Suspended IPL Commissioner Lalit Modi on Saturday handed over to the Board of Control for Cricket in India all relevant documents relating to the League demanded by the BCCI, said sources close to him.
The documents, original as well as notarised copies, included all franchisee agreements, global media rights agreements, global media rights packages, bid documents, media rights licensee agreements, eligibility letters of all bidders with details and all sponsorship agreements entered into by the IPL, the sources said.
The documents were handed over to BCCI CAO Ratnakar Shetty by Mr. Modi's lawyer, Mehmood M Abdi, the sources added.
All these documents had been missing from the BCCI office. Professor Shetty, who was entrusted by the Indian Premier League governing council, at its April 26 meeting, with collecting them, acknowledged receipt of the documents. Of these, one set was retained by Mr. Modi's counsel for his records, the sources said.
When contacted, Professor Shetty said: “Some more documents are to come, which, we have been told, would be delivered in a day or two.”
Mr. Modi was placed under suspension, soon after the finals of IPL-III, by the BCCI. It had levelled charges against him of financial irregularities and bid rigging in conducting the tournament. The deadline for him to reply to these charges is May 10.
Meanwhile, Mr. Modi, who is in Delhi to consult his lawyers on a reply to the first show-cause notice, said he would personally hand over his response to the accusations on Monday.
Earlier in the day, he ridiculed the BCCI's second show-cause notice for allegedly planning a ‘rebel' Twenty20 league in England, saying it had become part of life for him to be treated as “public enemy number one” by the Board.

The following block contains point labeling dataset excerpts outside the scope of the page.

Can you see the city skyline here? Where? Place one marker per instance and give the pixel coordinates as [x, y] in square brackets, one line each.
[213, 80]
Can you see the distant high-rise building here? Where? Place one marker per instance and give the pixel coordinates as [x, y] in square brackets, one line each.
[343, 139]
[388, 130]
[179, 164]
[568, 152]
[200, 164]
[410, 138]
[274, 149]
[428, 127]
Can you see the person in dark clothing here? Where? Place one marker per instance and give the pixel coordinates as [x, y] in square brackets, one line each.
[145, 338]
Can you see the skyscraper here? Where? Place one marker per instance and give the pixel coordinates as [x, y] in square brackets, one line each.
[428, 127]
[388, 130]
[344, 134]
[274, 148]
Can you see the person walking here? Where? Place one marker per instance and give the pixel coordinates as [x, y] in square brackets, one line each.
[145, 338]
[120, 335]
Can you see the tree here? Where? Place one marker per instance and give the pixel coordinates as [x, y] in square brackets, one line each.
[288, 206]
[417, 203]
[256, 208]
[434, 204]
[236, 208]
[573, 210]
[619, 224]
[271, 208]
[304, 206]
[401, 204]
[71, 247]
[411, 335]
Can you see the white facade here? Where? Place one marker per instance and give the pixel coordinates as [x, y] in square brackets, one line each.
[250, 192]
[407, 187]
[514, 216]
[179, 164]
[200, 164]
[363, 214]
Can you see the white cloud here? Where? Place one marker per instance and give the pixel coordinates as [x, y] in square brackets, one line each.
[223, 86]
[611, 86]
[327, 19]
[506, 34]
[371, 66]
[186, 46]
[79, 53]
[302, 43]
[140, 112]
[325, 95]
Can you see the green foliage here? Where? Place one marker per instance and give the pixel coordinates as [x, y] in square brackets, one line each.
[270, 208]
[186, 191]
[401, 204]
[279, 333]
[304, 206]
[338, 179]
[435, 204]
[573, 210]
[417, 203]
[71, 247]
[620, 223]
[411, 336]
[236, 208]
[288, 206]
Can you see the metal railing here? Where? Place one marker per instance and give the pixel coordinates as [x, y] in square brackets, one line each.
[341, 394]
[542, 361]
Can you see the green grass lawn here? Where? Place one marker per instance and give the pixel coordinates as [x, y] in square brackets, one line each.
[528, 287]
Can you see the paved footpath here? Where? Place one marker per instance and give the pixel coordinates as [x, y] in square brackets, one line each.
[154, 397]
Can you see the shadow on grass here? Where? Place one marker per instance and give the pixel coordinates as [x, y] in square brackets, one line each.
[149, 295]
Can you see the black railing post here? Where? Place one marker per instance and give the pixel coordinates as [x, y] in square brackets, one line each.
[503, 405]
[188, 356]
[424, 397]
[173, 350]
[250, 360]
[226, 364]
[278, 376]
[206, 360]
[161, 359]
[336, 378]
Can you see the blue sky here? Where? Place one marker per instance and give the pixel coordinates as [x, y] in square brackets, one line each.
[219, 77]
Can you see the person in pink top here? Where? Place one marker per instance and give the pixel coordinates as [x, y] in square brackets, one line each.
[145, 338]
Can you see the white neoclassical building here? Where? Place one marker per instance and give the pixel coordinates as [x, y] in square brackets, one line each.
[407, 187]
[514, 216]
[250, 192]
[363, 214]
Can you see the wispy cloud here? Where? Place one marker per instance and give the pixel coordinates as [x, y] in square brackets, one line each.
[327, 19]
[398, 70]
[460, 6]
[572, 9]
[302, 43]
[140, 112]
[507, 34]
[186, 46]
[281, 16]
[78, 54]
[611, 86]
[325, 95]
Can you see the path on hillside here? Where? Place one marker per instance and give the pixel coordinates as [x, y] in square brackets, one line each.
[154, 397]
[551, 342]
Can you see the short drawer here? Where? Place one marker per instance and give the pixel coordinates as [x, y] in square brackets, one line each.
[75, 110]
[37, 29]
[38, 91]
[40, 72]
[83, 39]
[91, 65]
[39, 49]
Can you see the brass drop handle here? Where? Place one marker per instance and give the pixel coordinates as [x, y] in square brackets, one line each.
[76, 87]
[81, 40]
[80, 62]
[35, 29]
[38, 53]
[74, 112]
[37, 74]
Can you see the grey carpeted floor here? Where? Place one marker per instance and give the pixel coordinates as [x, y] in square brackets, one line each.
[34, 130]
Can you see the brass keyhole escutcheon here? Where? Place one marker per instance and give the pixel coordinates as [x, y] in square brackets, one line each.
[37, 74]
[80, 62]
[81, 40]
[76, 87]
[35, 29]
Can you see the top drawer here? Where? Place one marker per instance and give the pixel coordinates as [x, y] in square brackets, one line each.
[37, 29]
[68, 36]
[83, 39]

In another development, the Ministry of Company Affairs (MCA) has sent notices to all IPL franchisees, both old and new, asking them to furnish detailed information.
“We are waiting for them to reply,” MCA secretary R. Bandyopadhyay said in Kolkata on the sidelines of an interactive session with members of the Bengal National Chamber of Commerce and Industry.
A period of 45 days is allowed for the companies to reply, but extensions are given in the normal course.
Inspection, not probe
Mr. Bandyopadhyay said this was not an investigation but “a sort of inspection” with notices being sent to get more details than what was filed with the Registrar of Companies (RoC). “Only if we find some discrepancies or violation in our analysis under company law, will there be a deeper investigation of the franchisees.”
All inspections and investigations were restricted to corporate details. “We cannot investigate benami or money laundering. We cannot inspect the IPL and BCCI as they are not companies,” he said.
The RoC is likely to collect within a week all details on IPL franchises, including the bidding process, sweat equity, the Memorandum of Association and also the franchise agreement.